Elon Musk will answer to the SEC for possible market manipulation in his access to Twitter


Elon Muskthe founder of Tesla and possible buyer of Twitterwill have to respond to the United States stock market authorities about the moment in which he announced his entry into the capital of the social network, after being accused by shareholders of “manipulating the market.”

The SEC published a letter on Friday addressed to the billionaire on April 4, the date on which he announced that he surpassed the purchase of 9% of Twitter’s capital.

The stock market regulator wonders why it waited for that date, when it exceeded 5% purchase on March 14. The law requires investors to advertise their participation in the capital of companies when they exceed that threshold, within a period of ten days.

Shareholders of Twitter sued on Wednesday against Elon Musk, whom they accuse of having manipulated the market to save on the purchase of the social network.

According to documents filed with a Californian court, the plaintiffs point to the founder of Tesla having delayed the moment in which he revealed having entered the capital of Twitter, breaching the legal obligation.

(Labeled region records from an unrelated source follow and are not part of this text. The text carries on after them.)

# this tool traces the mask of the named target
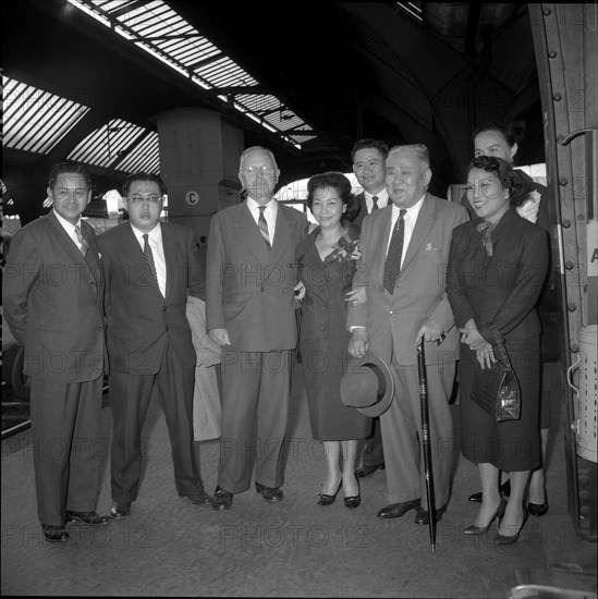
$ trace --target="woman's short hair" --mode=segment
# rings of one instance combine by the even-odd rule
[[[314,196],[317,190],[325,187],[333,187],[339,193],[339,197],[343,205],[346,205],[346,210],[341,217],[341,221],[353,220],[357,216],[359,204],[352,193],[351,181],[341,172],[328,171],[320,174],[315,174],[307,182],[307,207],[312,210],[314,206]]]
[[[528,183],[513,169],[513,166],[502,158],[495,156],[478,156],[469,164],[472,169],[483,169],[497,175],[503,188],[509,190],[511,206],[521,206],[532,191]]]
[[[513,147],[515,144],[517,146],[523,142],[525,137],[525,123],[523,121],[513,121],[512,123],[507,123],[504,121],[489,121],[478,126],[474,131],[474,139],[486,131],[496,131],[500,133],[504,140],[509,144],[509,147]]]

The billionaire, according to the lawsuit, would have thus saved 156 million dollars, since if he had informed the market at the correct time, he would have paid more for part of the shares.

“By delaying the publication of the amount of his participation on Twitter, Musk manipulated the market and bought parts (of the firm) at an artificially low price,” the investors’ lawyers argue.

Since the beginning of April, the value of the social network on the stock market has fluctuated to the rhythm of official information and Musk’s tweets.

When he announced that he owned more than 9% of Twitter’s capital on April 4, the stock soared 25%.

He had to integrate the company’s directory, which in the end he did not do. He then announced his intention to buy the entire San Francisco-based group for $44 billion.

The company’s board objected, but then relented. Musk said that he would suspend the operation, but finally went ahead with the plan to buy him.

“Musk made statements, tweeted and took other actions designed to cast doubt and depress Twitter’s stock substantially to give himself some wiggle room he hoped to use to withdraw from the transaction or renegotiate the price,” the shareholders further denounced.

Lawyers for Musk, Tesla and the SEC did not respond to AFP requests for comment on Friday.